Here we see a shift in Baptismal theology, one which evidently Farrell’s catechism is drug “kicking and screaming.” The “elephant in the room” of this whole debate is that, as anyone who has read Dante’s Inferno knows, the Catholic Church taught through the Middle Ages and down to Vatican II that unbaptised infants would end up in Limbo because the principal purpose of baptism was to wash away the effects of Original Sin, a concept set forth by Augustine and which has become standard theology in the West. This explains the urgency regarding the baptism of infants in traditional Catholic practice.
Ending the teaching that Limbo exists only shifted Limbo from the afterlife to this one. If there is no eternal penalty for being unbaptised, what’s the point? It was here that Roman Catholicism has shifted the emphasis from the eternal benefit to the temporal one, by elevating baptism as the initiation into the church and the graces that come from being baptised. This has led to a great deal of the swelling rhetoric that we hear now on the subject, not only from the RCC but from Anglo-Catholics and Affirming Catholics alike.
Anglicanism wrestled with this problem from the start, since it wisely realised that Limbo had no Biblical warrant. The result, as the North American Anglican article notes, is that there was at least a bifurcation in thought on the extent of baptismal benefit and the real meaning of the term “baptismal regeneration.”

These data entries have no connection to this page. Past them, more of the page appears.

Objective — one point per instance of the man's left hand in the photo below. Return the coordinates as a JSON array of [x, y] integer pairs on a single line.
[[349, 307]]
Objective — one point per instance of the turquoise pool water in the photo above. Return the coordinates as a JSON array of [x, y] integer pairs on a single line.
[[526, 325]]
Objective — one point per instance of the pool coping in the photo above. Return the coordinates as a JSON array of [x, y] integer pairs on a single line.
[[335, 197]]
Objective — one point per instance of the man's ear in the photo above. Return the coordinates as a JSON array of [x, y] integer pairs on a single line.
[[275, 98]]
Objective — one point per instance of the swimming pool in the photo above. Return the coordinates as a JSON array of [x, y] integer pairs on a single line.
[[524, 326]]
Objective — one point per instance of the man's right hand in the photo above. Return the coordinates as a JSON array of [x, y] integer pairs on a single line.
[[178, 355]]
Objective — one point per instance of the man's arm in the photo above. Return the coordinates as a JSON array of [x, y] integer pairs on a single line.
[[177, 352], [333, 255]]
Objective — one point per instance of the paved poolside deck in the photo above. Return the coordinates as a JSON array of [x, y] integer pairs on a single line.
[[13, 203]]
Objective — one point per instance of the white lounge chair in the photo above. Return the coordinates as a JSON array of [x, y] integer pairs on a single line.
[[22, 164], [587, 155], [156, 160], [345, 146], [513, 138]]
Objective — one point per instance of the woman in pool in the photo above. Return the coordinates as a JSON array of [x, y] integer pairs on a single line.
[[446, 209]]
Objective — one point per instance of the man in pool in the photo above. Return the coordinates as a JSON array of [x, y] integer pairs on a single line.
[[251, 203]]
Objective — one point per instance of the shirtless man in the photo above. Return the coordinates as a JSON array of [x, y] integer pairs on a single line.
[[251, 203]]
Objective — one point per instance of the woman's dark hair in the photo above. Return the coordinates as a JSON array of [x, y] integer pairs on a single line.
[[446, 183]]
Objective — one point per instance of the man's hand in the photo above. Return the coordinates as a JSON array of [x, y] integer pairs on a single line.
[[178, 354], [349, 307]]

I think that the major loss in this whole debate–which has been going on for half a millennium now–is putting the eternal consequences of baptism front and centre rather than diverting the discussion to the temporal ones. Roman Catholicism’s answer was wrong but it was an answer, and that’s more than we see from those both in the RCC and Anglican/Episcopal worlds who have tried to pick up the pieces since.